No one invited you inside my past, Walter.

“Whose decision was it?” he pressed. Every time I thought the topic was spent, he found another probing question. “Did you go to therapy? How did you know he was unhappy?”

Before long, my insides screamed, I don’t want to be here! Walter later revealed that he’d had an engagement called off earlier this year, confirming my suspicions.

“I feel like I’m off my game,” I admitted about an hour into the date as I continued to falter from his inquisition.
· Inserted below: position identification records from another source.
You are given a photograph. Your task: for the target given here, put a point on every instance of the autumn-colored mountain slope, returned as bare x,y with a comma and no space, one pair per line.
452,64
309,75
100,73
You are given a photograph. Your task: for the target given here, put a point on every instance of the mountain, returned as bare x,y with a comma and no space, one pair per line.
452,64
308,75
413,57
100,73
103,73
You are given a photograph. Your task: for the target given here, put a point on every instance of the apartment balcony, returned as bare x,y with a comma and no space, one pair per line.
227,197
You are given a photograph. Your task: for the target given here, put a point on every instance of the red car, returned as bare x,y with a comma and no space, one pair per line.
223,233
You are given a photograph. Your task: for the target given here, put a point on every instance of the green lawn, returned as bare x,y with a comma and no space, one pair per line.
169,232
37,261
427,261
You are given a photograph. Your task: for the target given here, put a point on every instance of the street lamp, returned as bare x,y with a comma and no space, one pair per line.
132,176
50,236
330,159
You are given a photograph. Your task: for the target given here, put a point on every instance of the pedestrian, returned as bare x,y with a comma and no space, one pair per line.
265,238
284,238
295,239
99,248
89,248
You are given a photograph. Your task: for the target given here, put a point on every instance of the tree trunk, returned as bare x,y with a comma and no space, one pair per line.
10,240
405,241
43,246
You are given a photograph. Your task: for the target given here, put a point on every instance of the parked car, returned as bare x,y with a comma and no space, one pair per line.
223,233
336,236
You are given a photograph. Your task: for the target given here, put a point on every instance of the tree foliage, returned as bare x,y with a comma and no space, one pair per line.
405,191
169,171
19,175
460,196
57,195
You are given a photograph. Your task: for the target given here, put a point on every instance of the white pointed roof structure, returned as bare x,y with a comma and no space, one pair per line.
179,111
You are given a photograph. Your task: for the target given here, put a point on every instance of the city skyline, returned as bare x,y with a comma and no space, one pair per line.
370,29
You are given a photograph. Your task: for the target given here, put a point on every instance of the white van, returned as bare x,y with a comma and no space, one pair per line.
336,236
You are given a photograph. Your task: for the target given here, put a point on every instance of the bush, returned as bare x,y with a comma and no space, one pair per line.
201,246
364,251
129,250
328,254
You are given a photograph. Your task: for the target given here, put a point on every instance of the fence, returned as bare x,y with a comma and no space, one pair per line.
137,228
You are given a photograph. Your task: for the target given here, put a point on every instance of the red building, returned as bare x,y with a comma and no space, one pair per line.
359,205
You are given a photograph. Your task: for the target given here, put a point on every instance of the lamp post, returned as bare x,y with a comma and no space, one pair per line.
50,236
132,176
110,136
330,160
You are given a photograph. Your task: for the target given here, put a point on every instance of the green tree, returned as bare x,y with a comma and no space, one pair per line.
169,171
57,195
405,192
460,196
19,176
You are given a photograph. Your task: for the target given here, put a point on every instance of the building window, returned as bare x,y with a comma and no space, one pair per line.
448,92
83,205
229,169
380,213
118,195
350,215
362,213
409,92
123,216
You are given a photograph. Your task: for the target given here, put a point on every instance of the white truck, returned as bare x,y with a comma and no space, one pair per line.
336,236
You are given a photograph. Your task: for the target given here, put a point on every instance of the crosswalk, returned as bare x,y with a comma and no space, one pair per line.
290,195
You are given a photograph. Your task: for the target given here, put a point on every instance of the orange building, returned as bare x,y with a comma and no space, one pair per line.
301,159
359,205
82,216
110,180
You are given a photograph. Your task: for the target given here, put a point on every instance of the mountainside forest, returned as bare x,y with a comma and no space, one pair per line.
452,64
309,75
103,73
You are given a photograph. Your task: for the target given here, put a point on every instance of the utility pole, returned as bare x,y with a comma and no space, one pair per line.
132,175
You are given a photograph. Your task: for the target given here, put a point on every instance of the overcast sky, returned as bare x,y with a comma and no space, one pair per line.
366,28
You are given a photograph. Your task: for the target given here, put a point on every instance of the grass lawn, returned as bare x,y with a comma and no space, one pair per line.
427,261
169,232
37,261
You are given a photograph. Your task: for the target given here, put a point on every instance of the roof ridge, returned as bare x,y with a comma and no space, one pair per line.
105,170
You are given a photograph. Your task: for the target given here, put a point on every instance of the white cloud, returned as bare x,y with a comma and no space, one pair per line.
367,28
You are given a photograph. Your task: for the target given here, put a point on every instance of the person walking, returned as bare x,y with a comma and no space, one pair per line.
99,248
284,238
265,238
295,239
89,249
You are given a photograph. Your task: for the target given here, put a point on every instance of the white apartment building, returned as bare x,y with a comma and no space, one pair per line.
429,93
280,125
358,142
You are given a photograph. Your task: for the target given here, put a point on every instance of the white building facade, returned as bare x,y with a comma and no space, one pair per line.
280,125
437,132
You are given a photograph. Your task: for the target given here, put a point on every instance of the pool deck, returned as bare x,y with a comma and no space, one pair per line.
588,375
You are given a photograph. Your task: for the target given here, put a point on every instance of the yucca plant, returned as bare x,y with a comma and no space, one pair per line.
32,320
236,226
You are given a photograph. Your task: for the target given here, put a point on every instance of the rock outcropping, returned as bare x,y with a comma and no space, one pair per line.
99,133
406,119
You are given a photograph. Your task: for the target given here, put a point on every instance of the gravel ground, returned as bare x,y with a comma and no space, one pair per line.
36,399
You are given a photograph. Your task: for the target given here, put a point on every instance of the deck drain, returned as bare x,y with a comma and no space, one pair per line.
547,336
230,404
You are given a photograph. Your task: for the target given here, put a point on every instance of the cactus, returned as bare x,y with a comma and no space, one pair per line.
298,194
Rather than offer reassurance, he replied, “Why?”

“The conversation got a little…intense.”

“I like to go deep,” he said and I fought the urge to roll my eyes. “You’re doing better than the one other date I’ve had here. She cried for most of it.”

Why am I not surprised?

“Yeah,” he went on. “I asked about her dating history, and she said she keeps getting used by men who wind up being married and just use her for sex because she’s ‘so good in bed.’ The only other woman I met since I moved here [earlier this year] was from Salem [three hours west]. She came to visit for the weekend and I had to work for part of it. Instead of exploring, she just sat in my living room the entire time. I was attracted to her, but that was such a turn-off.”

I nodded, my inner voice growing louder. I don’t want to be here!

I want to be here!

“A sense of humor is the most important thing,” he repeated several times throughout the night while not actually saying anything funny. “And how you reacted to the oven situation was a good test; you were really nice about it.”

Notoriously bad at exiting, the date lasted two and a half hours – which probably meant I passed another test. When we asked for the bill, the waiter automatically brought two separate checks. At least someone read the room tonight. I slowly took mine while Walter made zero attempt to intercept.

“Well,” I said, standing up. “Thanks for having your shit together.” It was the nicest thing I could conjure.

“Thanks for not crying,” he replied, inspiring my first chuckle of the night.

The next day Walter messaged me through Hinge, saying he’d had a good time. “It was nice meeting you,” I replied noncommittally. He then asked “what I was up to” that weekend without making it clear whether or not he was asking me out. I never responded.

When friends asked how it went, I told them the truth.

“The only thing turned on that night was his oven.”